70. Climbing Stairs
Easy
You are climbing a stair case. It takes n steps to reach to the top.
Each time you can either climb 1 or 2 steps. In how many distinct ways can you climb to the top?
Note: Given n will be a positive integer.
Example 1:
Input: 2
Output: 2
Explanation: There are two ways to climb to the top.
1. 1 step + 1 step
2. 2 steps
Example 2:
Input: 3
Output: 3
Explanation: There are three ways to climb to the top.

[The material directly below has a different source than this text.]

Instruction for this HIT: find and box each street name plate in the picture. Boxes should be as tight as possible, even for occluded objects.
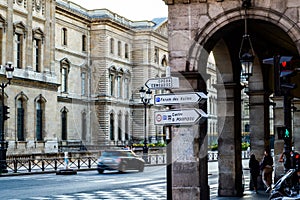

1. 1 step + 1 step + 1 step
2. 1 step + 2 steps
3. 2 steps + 1 step
package leetcode.easy;public class ClimbingStairs {
@org.junit.Test
public void test() {
int n1 = 2;
int n2 = 3;
System.out.println(climbStairs1(n1));
System.out.println(climbStairs1(n2));
System.out.println(climbStairs2(n1));
System.out.println(climbStairs2(n2));
System.out.println(climbStairs3(n1));
System.out.println(climbStairs3(n2));
System.out.println(climbStairs4(n1));
System.out.println(climbStairs4(n2));
System.out.println(climbStairs5(n1));
System.out.println(climbStairs5(n2));
System.out.println(climbStairs6(n1));
System.out.println(climbStairs6(n2));
}public int climbStairs1(int n) {
return climb_Stairs(0, n);
}public int climb_Stairs(int i, int n) {
if (i > n) {
return 0;
}
if (i == n) {
return 1;
}
return climb_Stairs(i + 1, n) + climb_Stairs(i + 2, n);
}public int climbStairs2(int n) {
int[] memo = new int[n + 1];
return climb_Stairs(0, n, memo);
}public int climb_Stairs(int i, int n, int memo[]) {
if (i > n) {
return 0;
}
if (i == n) {
return 1;
}
if (memo[i] > 0) {
return memo[i];
}
memo[i] = climb_Stairs(i + 1, n, memo) + climb_Stairs(i + 2, n, memo);
return memo[i];
}public int climbStairs3(int n) {
if (n == 1) {
return 1;
}
int[] dp = new int[n + 1];
dp[1] = 1;
dp[2] = 2;
for (int i = 3; i <= n; i++) {
dp[i] = dp[i - 1] + dp[i - 2];
}
return dp[n];
}public int climbStairs4(int n) {
if (n == 1) {
return 1;
}
int first = 1;
int second = 2;
for (int i = 3; i <= n; i++) {
int third = first + second;
first = second;
second = third;
}
return second;
}public int climbStairs5(int n) {
int[][] q = { { 1, 1 }, { 1, 0 } };
int[][] res = pow(q, n);
return res[0][0];
}public int[][] pow(int[][] a, int n) {
int[][] ret = { { 1, 0 }, { 0, 1 } };
while (n > 0) {
if ((n & 1) == 1) {
ret = multiply(ret, a);
}
n >>= 1;
a = multiply(a, a);
}
return ret;
}public int[][] multiply(int[][] a, int[][] b) {
int[][] c = new int[2][2];
for (int i = 0; i < 2; i++) {
for (int j = 0; j < 2; j++) {
c[i][j] = a[i][0] * b[0][j] + a[i][1] * b[1][j];
}
}
return c;
}public int climbStairs6(int n) {
double sqrt5 = Math.sqrt(5);
double fibn = Math.pow((1 + sqrt5) / 2, n + 1) - Math.pow((1 - sqrt5) / 2, n + 1);
return (int) (fibn / sqrt5);
}
}